Sometimes plans changes

There is an incredible contrast in the weather, it seems to aways be strong winds in the evening and it calms down during the night and in the morning there is pretty much no wind at all. I assume the strong winds in the evening comes from the hot land heating up the air above it, making it rise. As it rises air from the cooler sea rushes in to keep the equilibrium. Anyway, as earlier mornings, there was not a cloud, the sun was warm and the wind was rather non-existing. Under such circumstances I always try to sail off anchor if the little wind there is allows it. This time both the wind and the tidal current was not in favor, so I had to motor to get into some wind before raising my sails. The goal for todays sail was to get to Huelva, the first Spanish town since I entered Portugal.

As I set sail, however, I realized that the winds were not going to take me to Huelva straight away, I would have to gybe my way over there, and to be honest I realized that the time I had to get there wouldn’t allow such maneuvers. As an alternative I had going straight to Cadíz instead, and the winds in that direction was favorable, so I changed destination. I still had the wind coming in from astern, but as I was sailing now it would be a straight sail directly to Cadíz without any gybing. The only thing was that Navionics calculated that it would take until 3 in the morning until I arrived. I was well aware of this and the alternative, gybing to Huelva, would have me there at midnight – or more likely later.

As the wind picked up as usual in the evening, I actually managed to get to Cadíz at midnight, which was rather welcomed after thirteen hours of sailing. I checked the charts and there are som buoys entering the port of Cadíz that would guide me to my anchorage, just after an enormous bridge. Since I had been sailing during the dark hours all my light sources, mainly my iPad and instruments, were turned down to make as little light as possible. So my eyes were rather sensitive to light at the moment. At that point, staring straight into the lights of a city, trying to single out four red or three green, blinking lights that marked the shipping lane was… hard. Even their lighthouse blinded me every now and then. It didn’t help either that there was a lot of wind power along the coast line, with red blinking lights. As I got closer they were easy to dismiss though, as they started to rise over the ocean.

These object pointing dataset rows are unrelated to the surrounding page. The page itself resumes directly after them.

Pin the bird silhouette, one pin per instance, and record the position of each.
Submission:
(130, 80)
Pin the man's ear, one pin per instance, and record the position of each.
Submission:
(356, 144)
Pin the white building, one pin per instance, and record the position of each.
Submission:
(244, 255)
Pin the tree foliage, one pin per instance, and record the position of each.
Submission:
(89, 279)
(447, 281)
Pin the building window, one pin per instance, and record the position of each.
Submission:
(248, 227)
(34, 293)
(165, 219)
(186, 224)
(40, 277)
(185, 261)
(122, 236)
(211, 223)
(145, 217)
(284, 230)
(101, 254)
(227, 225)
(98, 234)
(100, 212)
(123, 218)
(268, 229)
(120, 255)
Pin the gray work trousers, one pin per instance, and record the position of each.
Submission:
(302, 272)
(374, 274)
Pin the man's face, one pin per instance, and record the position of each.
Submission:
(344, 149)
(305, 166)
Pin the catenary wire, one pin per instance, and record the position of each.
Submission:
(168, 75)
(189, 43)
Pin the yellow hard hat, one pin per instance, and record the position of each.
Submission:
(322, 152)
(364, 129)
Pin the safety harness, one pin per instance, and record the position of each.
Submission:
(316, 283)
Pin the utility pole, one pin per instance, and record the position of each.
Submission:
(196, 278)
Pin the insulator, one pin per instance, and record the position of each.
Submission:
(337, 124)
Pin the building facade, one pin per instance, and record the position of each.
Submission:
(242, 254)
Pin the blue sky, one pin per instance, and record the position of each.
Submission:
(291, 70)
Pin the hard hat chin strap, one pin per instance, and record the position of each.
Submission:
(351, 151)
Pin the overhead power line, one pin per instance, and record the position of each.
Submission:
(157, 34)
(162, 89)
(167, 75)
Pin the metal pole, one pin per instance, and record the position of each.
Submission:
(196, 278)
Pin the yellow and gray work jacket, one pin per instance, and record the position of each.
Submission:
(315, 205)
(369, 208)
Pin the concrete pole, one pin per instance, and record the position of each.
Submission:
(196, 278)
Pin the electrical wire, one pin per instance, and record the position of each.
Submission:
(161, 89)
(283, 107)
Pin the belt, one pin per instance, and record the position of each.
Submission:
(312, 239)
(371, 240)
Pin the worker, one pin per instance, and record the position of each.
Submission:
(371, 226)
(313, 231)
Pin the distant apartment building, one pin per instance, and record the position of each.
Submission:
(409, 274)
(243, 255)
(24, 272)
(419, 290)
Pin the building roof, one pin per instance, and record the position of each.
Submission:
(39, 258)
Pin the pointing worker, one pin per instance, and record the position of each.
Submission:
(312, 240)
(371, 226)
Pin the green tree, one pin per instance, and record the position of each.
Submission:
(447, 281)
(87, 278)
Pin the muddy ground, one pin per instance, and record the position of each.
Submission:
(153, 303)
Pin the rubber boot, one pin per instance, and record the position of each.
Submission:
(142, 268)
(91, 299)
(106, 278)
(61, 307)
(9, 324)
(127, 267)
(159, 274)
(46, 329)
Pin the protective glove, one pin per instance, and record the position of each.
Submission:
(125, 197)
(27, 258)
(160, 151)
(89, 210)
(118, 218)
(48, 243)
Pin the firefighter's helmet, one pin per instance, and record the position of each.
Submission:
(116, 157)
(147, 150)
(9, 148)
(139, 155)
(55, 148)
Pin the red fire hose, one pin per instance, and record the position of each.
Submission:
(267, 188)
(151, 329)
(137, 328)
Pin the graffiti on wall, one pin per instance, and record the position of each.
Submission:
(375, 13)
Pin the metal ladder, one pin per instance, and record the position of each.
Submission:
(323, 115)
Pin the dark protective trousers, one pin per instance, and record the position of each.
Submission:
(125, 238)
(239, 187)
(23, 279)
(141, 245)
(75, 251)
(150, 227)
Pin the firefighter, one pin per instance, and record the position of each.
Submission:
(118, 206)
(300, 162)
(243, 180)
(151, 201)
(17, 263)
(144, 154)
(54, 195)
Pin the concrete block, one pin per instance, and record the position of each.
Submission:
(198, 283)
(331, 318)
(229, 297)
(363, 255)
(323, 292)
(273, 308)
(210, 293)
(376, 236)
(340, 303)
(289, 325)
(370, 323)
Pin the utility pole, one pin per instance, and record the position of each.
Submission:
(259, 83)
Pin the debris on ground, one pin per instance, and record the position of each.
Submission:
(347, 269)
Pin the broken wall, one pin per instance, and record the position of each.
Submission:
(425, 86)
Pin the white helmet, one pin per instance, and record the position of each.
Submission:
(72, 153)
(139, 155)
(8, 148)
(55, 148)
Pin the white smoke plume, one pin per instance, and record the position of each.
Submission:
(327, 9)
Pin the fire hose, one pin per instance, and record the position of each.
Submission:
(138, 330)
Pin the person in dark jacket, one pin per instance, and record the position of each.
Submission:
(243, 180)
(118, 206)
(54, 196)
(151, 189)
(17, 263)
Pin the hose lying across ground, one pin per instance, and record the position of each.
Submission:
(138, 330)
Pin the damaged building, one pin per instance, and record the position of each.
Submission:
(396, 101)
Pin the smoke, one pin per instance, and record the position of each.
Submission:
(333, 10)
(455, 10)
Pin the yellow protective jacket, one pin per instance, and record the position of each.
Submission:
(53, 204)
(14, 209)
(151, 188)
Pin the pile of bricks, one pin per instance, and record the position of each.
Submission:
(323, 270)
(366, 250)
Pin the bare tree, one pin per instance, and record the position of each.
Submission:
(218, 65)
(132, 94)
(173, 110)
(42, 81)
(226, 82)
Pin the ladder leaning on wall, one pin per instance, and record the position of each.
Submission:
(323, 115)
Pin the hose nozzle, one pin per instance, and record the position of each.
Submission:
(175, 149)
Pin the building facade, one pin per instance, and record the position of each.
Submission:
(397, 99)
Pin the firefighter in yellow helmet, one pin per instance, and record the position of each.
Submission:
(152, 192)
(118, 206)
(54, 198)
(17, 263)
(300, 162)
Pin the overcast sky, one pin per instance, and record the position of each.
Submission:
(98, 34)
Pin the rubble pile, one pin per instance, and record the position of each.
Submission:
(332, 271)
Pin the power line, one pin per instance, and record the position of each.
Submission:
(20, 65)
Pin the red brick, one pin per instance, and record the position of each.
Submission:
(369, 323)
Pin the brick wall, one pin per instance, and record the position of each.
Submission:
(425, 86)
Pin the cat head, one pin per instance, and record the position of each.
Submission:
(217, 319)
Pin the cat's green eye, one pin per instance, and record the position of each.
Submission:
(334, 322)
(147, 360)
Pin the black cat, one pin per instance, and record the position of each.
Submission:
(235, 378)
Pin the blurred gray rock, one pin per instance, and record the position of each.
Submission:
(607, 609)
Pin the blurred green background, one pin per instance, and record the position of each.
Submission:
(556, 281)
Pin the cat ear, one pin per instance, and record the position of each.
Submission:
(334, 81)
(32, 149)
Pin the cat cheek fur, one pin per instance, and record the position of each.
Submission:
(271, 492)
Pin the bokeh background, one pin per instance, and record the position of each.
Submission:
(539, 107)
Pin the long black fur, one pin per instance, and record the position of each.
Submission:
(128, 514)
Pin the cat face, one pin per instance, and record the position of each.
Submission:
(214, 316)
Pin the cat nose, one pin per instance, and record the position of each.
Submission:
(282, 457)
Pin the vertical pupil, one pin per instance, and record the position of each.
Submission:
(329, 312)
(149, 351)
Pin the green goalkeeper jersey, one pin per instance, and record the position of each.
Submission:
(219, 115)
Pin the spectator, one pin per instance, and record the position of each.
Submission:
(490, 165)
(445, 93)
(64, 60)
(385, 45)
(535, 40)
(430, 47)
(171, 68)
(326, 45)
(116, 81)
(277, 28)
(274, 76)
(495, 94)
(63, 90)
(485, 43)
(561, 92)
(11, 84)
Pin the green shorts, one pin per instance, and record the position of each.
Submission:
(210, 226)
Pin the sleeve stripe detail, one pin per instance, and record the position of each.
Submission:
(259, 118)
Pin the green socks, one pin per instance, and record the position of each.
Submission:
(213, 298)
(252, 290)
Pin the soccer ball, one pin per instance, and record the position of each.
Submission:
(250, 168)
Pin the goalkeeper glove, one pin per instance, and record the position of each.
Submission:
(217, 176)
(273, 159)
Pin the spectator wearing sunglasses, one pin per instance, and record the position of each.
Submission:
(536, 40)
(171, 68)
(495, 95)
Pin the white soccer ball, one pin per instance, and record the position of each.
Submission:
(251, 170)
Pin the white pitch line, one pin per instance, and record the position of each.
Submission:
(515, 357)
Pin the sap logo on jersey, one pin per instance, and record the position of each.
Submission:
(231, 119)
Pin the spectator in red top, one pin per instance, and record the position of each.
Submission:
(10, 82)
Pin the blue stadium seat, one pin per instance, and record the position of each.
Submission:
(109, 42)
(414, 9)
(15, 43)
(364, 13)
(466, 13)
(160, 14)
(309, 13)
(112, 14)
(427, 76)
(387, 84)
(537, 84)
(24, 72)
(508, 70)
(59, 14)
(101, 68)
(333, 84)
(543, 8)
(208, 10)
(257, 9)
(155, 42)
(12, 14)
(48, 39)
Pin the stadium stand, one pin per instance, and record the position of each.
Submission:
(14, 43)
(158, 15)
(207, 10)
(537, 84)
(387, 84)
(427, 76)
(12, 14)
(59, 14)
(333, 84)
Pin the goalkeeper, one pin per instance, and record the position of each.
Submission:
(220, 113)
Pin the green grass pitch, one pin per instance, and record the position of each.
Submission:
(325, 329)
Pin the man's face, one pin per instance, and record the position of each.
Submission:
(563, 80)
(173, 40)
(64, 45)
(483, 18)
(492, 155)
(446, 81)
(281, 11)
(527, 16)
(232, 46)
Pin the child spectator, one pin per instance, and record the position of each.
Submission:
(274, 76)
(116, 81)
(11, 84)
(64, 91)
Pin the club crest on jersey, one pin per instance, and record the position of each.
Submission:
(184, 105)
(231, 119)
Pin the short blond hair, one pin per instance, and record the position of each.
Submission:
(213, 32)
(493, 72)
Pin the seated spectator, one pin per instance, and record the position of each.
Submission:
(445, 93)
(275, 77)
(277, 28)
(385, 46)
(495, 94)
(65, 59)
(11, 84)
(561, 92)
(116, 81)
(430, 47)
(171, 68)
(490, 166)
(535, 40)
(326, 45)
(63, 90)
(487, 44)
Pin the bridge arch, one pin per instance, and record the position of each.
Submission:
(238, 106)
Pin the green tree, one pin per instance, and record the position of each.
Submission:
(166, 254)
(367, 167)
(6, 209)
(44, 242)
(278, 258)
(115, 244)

Eventually I found the shipping lane and followed it in, under the bridge. Which by the way wasn’t hard to spot, it was massive and quite impressive! As I passed under it I was to take a sharp ninety degrees turn to starboard, go into a shallow area and drop the anchor. Quite simple. It was an incoming tide at the moment, but it was near slack tide so it was as shallow as it would get, so as long as I had more than a meter under the keel I would be fine.

As I started to prepare to anchor, I grabbed my torch, got to the bow, opened up the anchor locker, released the anchor so that it could be deployed and looked up to start to scan with the torch. I never had to, I immediately saw one of those small plastic fishing boats coming at me at full speed from port. We would absolutely crash if I didn’t do something, but at the same time I didn’t know if he had seen me and might try to turn to get behind me, so if I tried to do the same maneuver – to turn to port to get behind him – we would inevitably crash as well. Things that goes through your mind, running from the bow to the cockpitin the middle of the night with no lights but the town around you. Luckily the engine was at idle, so I slammed it in full reverse in one go as I entered the cockpit. I looked out to port and saw, as my engine was making quite some noice now, that the person on the other boat finally had seen me. I would guess it was about twenty meters from getting really expensive, but Away was dead in the water now, and he slowly turned his boat to port, making a 270 degrees turn. I guess he didn’t expect to see a 10 ton sailboat crossing the river at midnight. I didn’t expect to see one of those small fishing boats with a small closet sized superstructure heading down the river at that time.

It’s never a dull day when sailing! But now, I anchored and went to bed. The day after there was some wind even in the morning, and it was straight on my nose. It was time to sail off anchor!